En Belgique, le Jumpstyle fait déjà partie du programme scolaire. Certaines écoles élémentaires, comme dans la ville de Wiese à côté de Gand, proposent des cours de cette danse qui fait fureur au plat pays. Le Tsunami Jumpstyle n'a pas épargné la France. Depuis cinq ans, tous les week-ends, dans la banlieue sud de Paris, le Metropolis bat au rythme de ce son venu du Nord qui se danse principalement avec les jambes. Ici, il a même accouché d'une variante qui cartonne dans l'Hexagone: la Tecktonik, ou Vertigo, qui utilise le haut du corps...

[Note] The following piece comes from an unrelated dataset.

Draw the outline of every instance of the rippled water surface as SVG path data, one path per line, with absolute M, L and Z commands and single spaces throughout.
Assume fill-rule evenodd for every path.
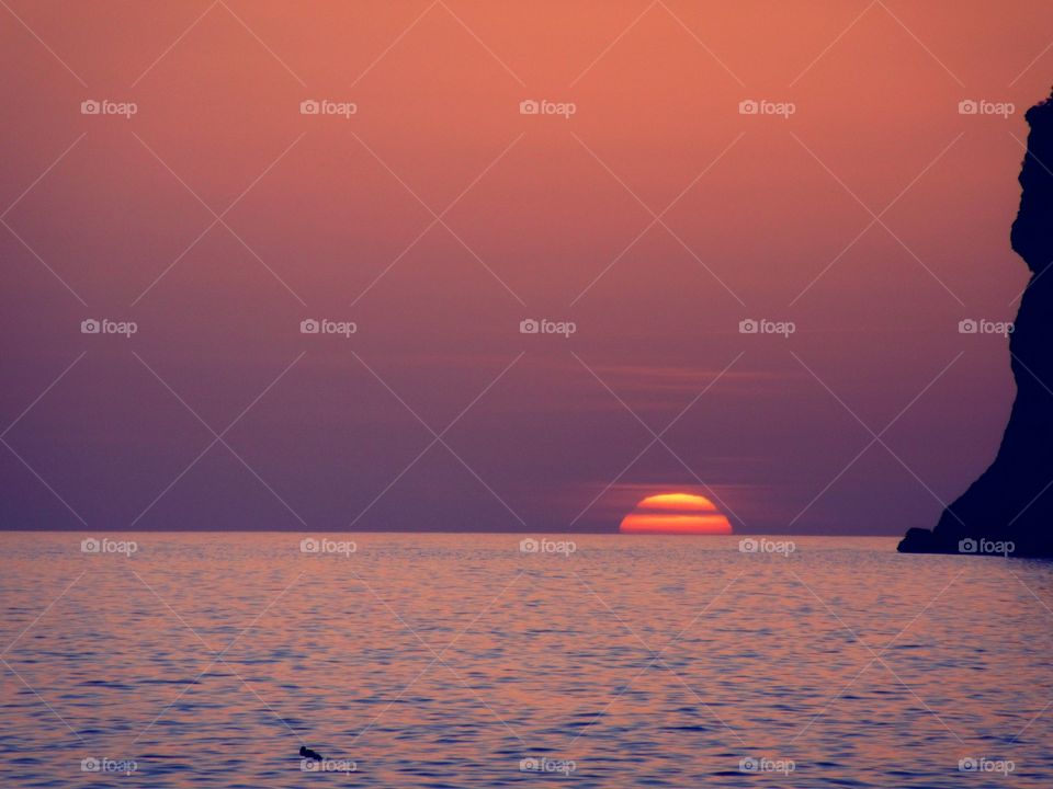
M 1046 562 L 109 537 L 0 535 L 5 787 L 1053 786 Z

Une secte étrange qui a déjà son gourou: le hollandais volant Patrick Mantizz, 19 ans, alias Patrick Jumpen.
Sacré "The World Best Jumper" en diffusant ses pas de danse sur le web, Patrick est à l'origine du big-bang du Jumpstyle, cumulant près de 20 millions de connections, sans marketing ni support radio. C'est grâce à sa vidéo, balancée en 2006 sur le web, que Patrick Jumpen allume la mèche. En quelques minutes, il y explique comment réaliser les premiers pas du Jumpstyle dans l'arrière-cour de ses parents. Quelques clips de jumpstyle plus tard, Patrick sort son premier single. Classé cinquième au hit parade hollandais, il lui ouvre les portes des plateaux télés! En 2007, véritable star dans son pays, son DVD "Jump, How To" est DVD d'or.
Au « Complex », à Saint Nicolas près d'Anvers en Belgique, tout le monde s'est mis au pas sur les délires de Patrick Jumpen. Dans ces usines à danser, le Jumpstyle est une poule aux œufs d'or. Chaque week-end, les danseurs sont plus de 3000 à se défier sur les rythmes des DJs les plus prisés du moment. Ici, le Jump est passé à une nouvelle étape: le Tekstyle, ou Starstyle.